Selain itu, menurut dia, Kemenag di tingkat Kabupaten/Kota juga harus memastikan bahwa sekolah atau madrasah yang ada selama ini memang telah menggunakan buku-buku yang direkomendasikan. "Nah ketika ada sekolah atau madrasah yang tidak menggunakan buku yang tidak direkomenadsikan, maka harus ada pembinaan sifatnya," ucapnya.
Dia mengakui, bahwa untuk mengontrol seluruh buku PAI tidak mudah dilakukan. Ia mengaku juga pernah menjadi tim penilai buku-buku yang akan diajarkan di madrasah atau sekolah. Mungkin saja, kata dia, buku-buku tersebut sudah layak diterbitkan.

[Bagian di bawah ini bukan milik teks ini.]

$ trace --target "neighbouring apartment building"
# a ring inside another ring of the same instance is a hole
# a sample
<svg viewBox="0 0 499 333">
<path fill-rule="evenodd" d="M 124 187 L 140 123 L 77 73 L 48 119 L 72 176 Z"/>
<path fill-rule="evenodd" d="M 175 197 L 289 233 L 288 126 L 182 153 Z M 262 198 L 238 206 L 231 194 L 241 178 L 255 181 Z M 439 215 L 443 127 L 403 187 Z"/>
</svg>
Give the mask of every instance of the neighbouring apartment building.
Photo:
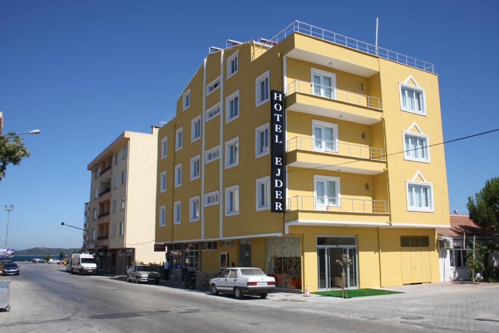
<svg viewBox="0 0 499 333">
<path fill-rule="evenodd" d="M 100 272 L 123 273 L 134 261 L 159 263 L 154 252 L 158 127 L 125 131 L 87 166 L 91 171 L 85 250 Z"/>
<path fill-rule="evenodd" d="M 433 64 L 298 21 L 210 50 L 158 136 L 156 241 L 174 278 L 234 263 L 328 290 L 345 255 L 349 288 L 439 281 Z"/>
</svg>

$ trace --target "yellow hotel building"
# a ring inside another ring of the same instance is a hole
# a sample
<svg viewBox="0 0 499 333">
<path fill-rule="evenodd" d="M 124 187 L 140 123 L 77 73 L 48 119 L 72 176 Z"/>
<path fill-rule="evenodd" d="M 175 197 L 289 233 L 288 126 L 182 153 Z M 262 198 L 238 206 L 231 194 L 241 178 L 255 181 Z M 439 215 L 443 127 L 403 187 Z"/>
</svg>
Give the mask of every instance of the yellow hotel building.
<svg viewBox="0 0 499 333">
<path fill-rule="evenodd" d="M 285 211 L 271 212 L 270 90 L 285 94 Z M 278 286 L 439 281 L 449 225 L 428 62 L 299 21 L 211 47 L 158 137 L 156 242 L 172 278 L 233 263 Z"/>
</svg>

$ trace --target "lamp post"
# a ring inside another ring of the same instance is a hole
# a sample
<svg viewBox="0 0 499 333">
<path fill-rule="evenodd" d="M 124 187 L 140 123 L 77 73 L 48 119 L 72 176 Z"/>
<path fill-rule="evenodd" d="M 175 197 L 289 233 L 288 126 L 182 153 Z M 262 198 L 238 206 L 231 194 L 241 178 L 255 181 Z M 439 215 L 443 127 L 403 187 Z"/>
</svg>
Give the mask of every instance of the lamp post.
<svg viewBox="0 0 499 333">
<path fill-rule="evenodd" d="M 7 211 L 7 233 L 5 236 L 5 248 L 7 248 L 7 241 L 8 240 L 8 221 L 10 218 L 10 212 L 14 210 L 14 205 L 5 205 L 5 210 Z"/>
</svg>

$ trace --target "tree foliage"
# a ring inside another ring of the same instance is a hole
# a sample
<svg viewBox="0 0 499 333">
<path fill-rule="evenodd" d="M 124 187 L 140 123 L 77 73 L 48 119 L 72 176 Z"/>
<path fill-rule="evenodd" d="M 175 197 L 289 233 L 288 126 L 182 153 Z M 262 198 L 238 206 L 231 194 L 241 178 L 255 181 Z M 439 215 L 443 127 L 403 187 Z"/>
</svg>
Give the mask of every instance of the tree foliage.
<svg viewBox="0 0 499 333">
<path fill-rule="evenodd" d="M 13 134 L 7 133 L 7 135 Z M 0 181 L 5 177 L 7 165 L 12 163 L 17 165 L 24 157 L 29 157 L 29 151 L 22 143 L 22 138 L 17 135 L 0 136 Z"/>
<path fill-rule="evenodd" d="M 493 234 L 499 232 L 499 177 L 485 182 L 485 186 L 468 197 L 470 218 L 480 228 Z"/>
</svg>

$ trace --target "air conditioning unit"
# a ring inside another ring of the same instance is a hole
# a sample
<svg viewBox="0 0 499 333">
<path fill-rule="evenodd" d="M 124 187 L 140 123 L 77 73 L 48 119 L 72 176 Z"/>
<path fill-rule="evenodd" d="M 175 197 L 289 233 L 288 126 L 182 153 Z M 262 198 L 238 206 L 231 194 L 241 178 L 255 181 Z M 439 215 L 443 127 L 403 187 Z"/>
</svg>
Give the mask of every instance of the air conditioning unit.
<svg viewBox="0 0 499 333">
<path fill-rule="evenodd" d="M 439 240 L 439 246 L 441 249 L 454 249 L 454 243 L 452 239 L 441 239 Z"/>
</svg>

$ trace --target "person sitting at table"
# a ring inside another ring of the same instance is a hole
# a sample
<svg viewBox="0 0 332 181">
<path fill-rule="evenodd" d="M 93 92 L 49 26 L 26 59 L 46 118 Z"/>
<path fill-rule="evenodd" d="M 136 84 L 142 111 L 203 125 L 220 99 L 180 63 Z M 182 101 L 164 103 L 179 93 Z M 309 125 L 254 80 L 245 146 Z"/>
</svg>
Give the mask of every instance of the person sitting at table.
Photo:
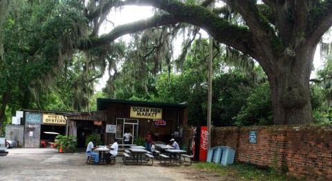
<svg viewBox="0 0 332 181">
<path fill-rule="evenodd" d="M 106 164 L 107 165 L 111 164 L 111 160 L 109 159 L 109 157 L 116 156 L 116 155 L 118 155 L 118 145 L 114 138 L 111 139 L 111 145 L 109 147 L 109 152 L 105 153 Z"/>
<path fill-rule="evenodd" d="M 152 146 L 151 146 L 151 152 L 152 153 L 152 155 L 154 155 L 154 153 L 156 153 L 156 147 L 155 147 L 155 143 L 154 142 L 152 142 L 151 144 L 152 144 Z"/>
<path fill-rule="evenodd" d="M 179 150 L 180 149 L 180 147 L 178 146 L 178 143 L 175 141 L 175 140 L 174 138 L 171 139 L 170 142 L 171 142 L 171 143 L 169 144 L 169 145 L 174 147 L 174 149 L 176 149 L 176 150 Z"/>
<path fill-rule="evenodd" d="M 88 144 L 88 146 L 86 146 L 86 155 L 89 156 L 95 156 L 95 164 L 98 164 L 99 163 L 99 154 L 97 153 L 94 153 L 93 150 L 95 149 L 95 147 L 93 146 L 94 144 L 95 144 L 95 139 L 92 140 Z"/>
</svg>

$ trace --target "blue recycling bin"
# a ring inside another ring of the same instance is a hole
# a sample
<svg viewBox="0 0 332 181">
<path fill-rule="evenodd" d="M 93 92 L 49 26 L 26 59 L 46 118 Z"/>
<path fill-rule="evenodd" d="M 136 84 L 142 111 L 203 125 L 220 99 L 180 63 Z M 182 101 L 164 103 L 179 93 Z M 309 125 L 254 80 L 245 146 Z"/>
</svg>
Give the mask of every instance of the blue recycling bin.
<svg viewBox="0 0 332 181">
<path fill-rule="evenodd" d="M 226 166 L 233 164 L 234 158 L 234 149 L 228 146 L 216 146 L 209 149 L 206 161 Z"/>
</svg>

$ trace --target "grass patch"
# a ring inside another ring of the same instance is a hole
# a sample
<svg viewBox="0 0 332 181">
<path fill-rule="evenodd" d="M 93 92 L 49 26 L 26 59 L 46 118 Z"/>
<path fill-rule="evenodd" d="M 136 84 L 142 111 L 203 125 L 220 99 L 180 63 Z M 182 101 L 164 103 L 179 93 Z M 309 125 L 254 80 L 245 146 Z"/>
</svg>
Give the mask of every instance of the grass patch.
<svg viewBox="0 0 332 181">
<path fill-rule="evenodd" d="M 228 166 L 210 162 L 192 164 L 194 169 L 202 169 L 221 177 L 231 178 L 235 180 L 290 180 L 285 175 L 279 175 L 270 170 L 259 169 L 253 165 L 237 163 Z"/>
</svg>

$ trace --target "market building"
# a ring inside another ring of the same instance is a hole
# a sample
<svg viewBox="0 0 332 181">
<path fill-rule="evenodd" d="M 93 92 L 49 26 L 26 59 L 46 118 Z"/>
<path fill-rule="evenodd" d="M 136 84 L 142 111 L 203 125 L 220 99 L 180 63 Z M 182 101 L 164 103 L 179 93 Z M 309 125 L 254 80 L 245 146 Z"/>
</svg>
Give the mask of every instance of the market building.
<svg viewBox="0 0 332 181">
<path fill-rule="evenodd" d="M 155 141 L 168 143 L 172 138 L 181 145 L 187 122 L 186 104 L 168 104 L 133 100 L 98 99 L 97 111 L 67 113 L 66 135 L 77 136 L 77 146 L 85 147 L 85 138 L 98 135 L 105 144 L 116 137 L 120 144 L 126 130 L 136 139 L 149 132 Z"/>
</svg>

Namun, Kemenag dan Kemendikbud tidak cukup hanya menyeleksi buku-buku yang lolos begitu saja. Karena, banyak juga buku-buku yang diajarkan sesuai dengan ideologi masing-masing madrasah atau sekolah.
"Sekarang, mungkin saja buku-buku yang melalui seleksi kementerian itu aman. Persoalannya, tidak ada jaminan bahwa madrasah dan sekolah itu telah memakai buku yang direkomendasikan oleh kementerian," kata Ketua Program Magister Manajemen Pendidikan Islam FITK UIN Jakarta ini.
Sebelumnya, Kapuslitbang Lektur, Khazanah Keagamaan dan Manajamenen Organisasi dari Kemenag Choirul Fuad Yusuf menyatakan, bahwa pada 2014 pihaknya telah melakukan penilaian atau tadqiq terhadap sekitar 60 buku yang sudah diabsahkan, dilegitimasi oleh Kementrian Pendidikan dan Kebudayaan (Kemendikbud).
Menurut dia, di Kemendikbud ada Badan Standar Nasional Pendidikan (BSNP) yang salah satunya bertugas melakukan penilaian terhadap buku pendidikan agama. Ada sekitar 200 buku yang dinyatakan boleh digunakan sampai tahun 2025. "Kami menilai sebagian kecil saja, hanya separuh sekitar 60 buku, ternyata 50 persen lebih buku dalam penulisan ayat Alquran, hadis dan terjemahannya salah," ujarnya.